There were no black people in my neighborhood. When I was a girl. Just a bunch of dirty kids wearing clothes that belonged to someone else first. That never fit right. Cheap rubber shoes that slipped in the rain. It rained all the time. No mom or no dad. We lived with our grandparents because one or more of our family members over 15 were in jail. Just kids who knew what day to bother standing in line at the food bank, and who would have never thought to make fun of someone on welfare.

There were no black people in my neighborhood. When I was a girl. And my best friend who lived up the street and I used to jump rope behind her house and our brothers used to play rough games in the grass. All of their names started with D, after their father. And there were more of them than I could keep track of. Her father always smelled like cheap alcohol. That's not meta-reflection. I knew it like my own father, who I hadn't seen in several years. Cheap alcohol and gasoline. Sometimes, when no one was watching, the group of us would get together and light fires.
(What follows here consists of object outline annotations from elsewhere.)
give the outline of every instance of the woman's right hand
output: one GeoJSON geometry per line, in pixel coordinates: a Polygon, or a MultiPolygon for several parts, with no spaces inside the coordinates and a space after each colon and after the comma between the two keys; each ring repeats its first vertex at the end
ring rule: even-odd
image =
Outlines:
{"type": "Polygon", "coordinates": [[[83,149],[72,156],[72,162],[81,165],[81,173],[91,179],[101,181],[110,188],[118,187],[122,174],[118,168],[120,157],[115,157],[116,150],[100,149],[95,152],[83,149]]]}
We all suffered from a desperate desire to make something burn.

There were no black people in my neighborhood, until the one we all called Pooh-pooh ran into my brother-who then fell a few feet from the elevated yard where we played onto the rocks and concrete below. I remember the group of us crowding around him lying there, shrieking and laughing, like a mob of crazed wild dogs. Our own destruction some necessary fever. Until my grandmother loaded all of us into the car and rushed my older brother and his cracked bloodied face to the emergency room. Where we sat for hours without insurance for them to tie little knots of dark heavy thread near his hairline. Afterward, I used my orange plastic barrette to hold back his hair.

Until the doctor came into the room and asked my grandmother if she wanted to call the police-to press charges. For what?, she asked the man politely. You know how violent these blacks can be, he said, nodding in our direction. There were no black people in my neighborhood.